Nolo contendere Latin for "I will not defend it." Used primarily in criminal proceedings whereby the defendant declines to refute the evidence of the prosecution. In some jurisdictions, this response by the defendant has same effect as a plea of guilty.

Non est factum Latin for "not his deed" and a special defense in contract law to allow a person to avoid having to respect a contract that she or he signed because of certain reasons such as a mistake as to the kind of contract. For example, a person who signs away the deed to a


house, thinking that the document signed was only a guarantee for another person's debt, might be able to plead non est factum in a court and on that basis get the court to void the contract.

NonNon-joinder When a person who should have been made a party to a legal proceedings has been forgotten or omitted. This is usually addressed by asking the court to amend documents and including the forgotten party to the proceedings. It is the opposite of mis-joinder.

Parent Noncustodial Parent parent who does not have primary custody of a child.

Nonfeasance Not doing something that a person should be doing. Compare with malfeasance and misfeasance.

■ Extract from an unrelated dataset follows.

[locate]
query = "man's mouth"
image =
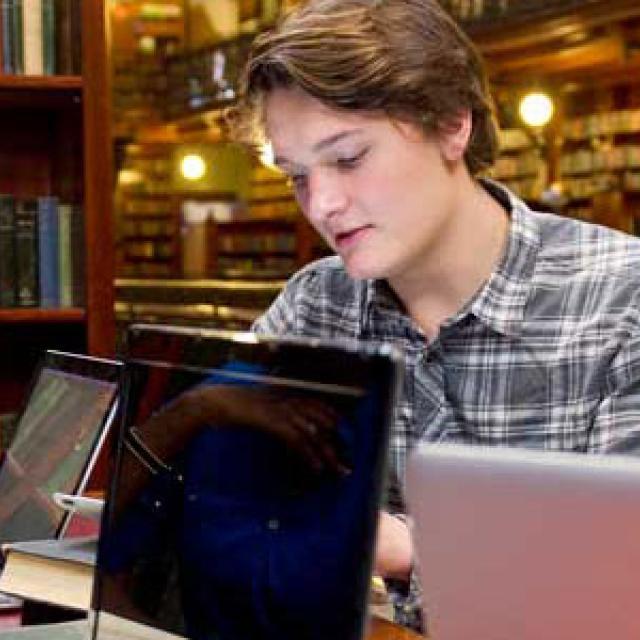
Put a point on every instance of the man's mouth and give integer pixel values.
(346, 239)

Non obstante clause Latin Notwithstanding clause Words anciently used in public and private instruments, intended to preclude, in advance, any interpretation contrary to certain declared objects or purposes. A clause frequent in old English statutes and letters patent, (so termed from its initial words,) importing a license from the crown to do a thing which otherwise a person would be restrained by act of parliament from doing. A power in the crown to dispense with the laws in any particular case. This was abolished by the bill of rights at the Revolution.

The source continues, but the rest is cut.